The Spectator

Letters | 17 August 2017

Also: army cuts; football theft; other names for the other half; competing women

issue 19 August 2017

The education gap

Sir: It is disappointing that Toby Young (‘Parents, not schools, are key to the knowledge gap’, 5 August) conforms to the ‘Close the gap’ mentality that obsesses Ofsted and leftish thinking in state schools. Young deplores ‘the attainment gap between disadvantaged and non-disadvantaged 16-year-olds in England’. I prefer to get away from the tendentious terms ‘disadvantaged’ and ‘non-disadvantaged’ pupils and stick to the idea of high- and low-attaining pupils.

Left-inclined schools have various ways of closing this gap in attainment. One is to impose limits on how abler pupils can be challenged. Some secondary schools have gone soft on homework, even banning it altogether except for ‘optional’ study, because they think that the performance of more motivated pupils will increase ‘the gap’ between the two extremes of ability if compulsory homework is set to the whole spectrum of students’ ability.
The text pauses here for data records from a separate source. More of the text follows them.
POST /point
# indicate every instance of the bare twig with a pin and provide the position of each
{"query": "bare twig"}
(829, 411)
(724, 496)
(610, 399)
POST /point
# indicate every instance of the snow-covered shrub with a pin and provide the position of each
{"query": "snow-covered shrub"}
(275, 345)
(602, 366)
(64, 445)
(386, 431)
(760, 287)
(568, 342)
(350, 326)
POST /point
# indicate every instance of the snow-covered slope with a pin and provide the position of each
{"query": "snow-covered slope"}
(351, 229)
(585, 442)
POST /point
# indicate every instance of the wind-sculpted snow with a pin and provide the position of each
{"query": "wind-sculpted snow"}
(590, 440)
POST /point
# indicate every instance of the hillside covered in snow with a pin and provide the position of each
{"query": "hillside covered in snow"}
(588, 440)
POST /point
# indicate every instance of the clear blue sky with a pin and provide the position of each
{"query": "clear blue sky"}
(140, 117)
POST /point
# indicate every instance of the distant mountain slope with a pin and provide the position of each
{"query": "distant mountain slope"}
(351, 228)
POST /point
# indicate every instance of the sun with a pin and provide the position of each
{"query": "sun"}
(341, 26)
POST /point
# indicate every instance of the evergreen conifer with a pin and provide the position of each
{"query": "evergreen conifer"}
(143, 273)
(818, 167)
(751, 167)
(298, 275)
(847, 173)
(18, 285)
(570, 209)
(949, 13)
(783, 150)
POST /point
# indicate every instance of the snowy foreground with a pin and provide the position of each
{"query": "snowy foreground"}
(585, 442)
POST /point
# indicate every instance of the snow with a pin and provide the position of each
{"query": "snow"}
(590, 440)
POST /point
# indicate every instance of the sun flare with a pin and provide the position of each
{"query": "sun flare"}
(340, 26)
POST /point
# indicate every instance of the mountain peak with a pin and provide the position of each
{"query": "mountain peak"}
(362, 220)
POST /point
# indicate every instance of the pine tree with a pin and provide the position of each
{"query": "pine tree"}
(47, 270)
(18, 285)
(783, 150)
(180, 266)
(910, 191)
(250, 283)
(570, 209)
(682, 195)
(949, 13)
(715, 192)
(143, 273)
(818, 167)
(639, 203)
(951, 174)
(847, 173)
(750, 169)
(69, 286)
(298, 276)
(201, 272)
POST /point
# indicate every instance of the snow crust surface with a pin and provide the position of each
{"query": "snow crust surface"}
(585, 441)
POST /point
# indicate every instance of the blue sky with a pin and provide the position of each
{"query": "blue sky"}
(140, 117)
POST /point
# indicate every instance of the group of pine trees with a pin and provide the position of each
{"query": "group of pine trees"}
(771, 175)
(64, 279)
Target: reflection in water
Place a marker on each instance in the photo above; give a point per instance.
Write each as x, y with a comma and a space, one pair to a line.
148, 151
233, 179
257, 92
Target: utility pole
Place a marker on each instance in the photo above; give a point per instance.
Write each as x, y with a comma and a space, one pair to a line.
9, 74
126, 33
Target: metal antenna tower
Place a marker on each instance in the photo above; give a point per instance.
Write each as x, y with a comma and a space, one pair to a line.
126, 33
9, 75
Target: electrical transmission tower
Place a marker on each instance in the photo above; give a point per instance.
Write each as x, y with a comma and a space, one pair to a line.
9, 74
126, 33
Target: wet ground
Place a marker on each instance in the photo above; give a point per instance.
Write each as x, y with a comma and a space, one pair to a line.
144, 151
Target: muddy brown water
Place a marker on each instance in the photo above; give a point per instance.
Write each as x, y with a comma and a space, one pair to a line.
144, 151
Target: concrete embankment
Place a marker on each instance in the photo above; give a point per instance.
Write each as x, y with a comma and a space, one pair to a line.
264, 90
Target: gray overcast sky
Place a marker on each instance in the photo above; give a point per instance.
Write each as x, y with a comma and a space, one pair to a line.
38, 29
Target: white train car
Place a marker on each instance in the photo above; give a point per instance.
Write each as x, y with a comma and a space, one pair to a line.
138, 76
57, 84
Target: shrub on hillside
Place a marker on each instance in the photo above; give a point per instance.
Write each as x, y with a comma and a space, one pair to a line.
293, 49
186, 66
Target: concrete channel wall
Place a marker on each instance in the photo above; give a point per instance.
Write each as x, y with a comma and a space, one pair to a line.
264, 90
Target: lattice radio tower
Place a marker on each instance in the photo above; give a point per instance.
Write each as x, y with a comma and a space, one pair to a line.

These schools realise that those pupils who can’t or won’t do homework — which is so crucial to the development of independent study — will lag further behind their abler peers under a homework-for-all policy. Such cases of ‘levelling down’, which are the enemy of school improvement, help to explain why state education in the UK is so far behind that of the best-performing countries.

A more enlightened view would see this attainment gap widened rather than narrowed. Let there be no limit to the heights to which the ablest can soar. At the same time, let our schools raise the aspirations of less able pupils. An example would be to expect most school leavers to be fluent in another language — something taken for granted in many European countries, but shamefully absent from much of our educational thinking.

The latest Pisa rankings, run by the OECD and published in December 2016, were based on tests taken by 15-year-olds in over 70 countries.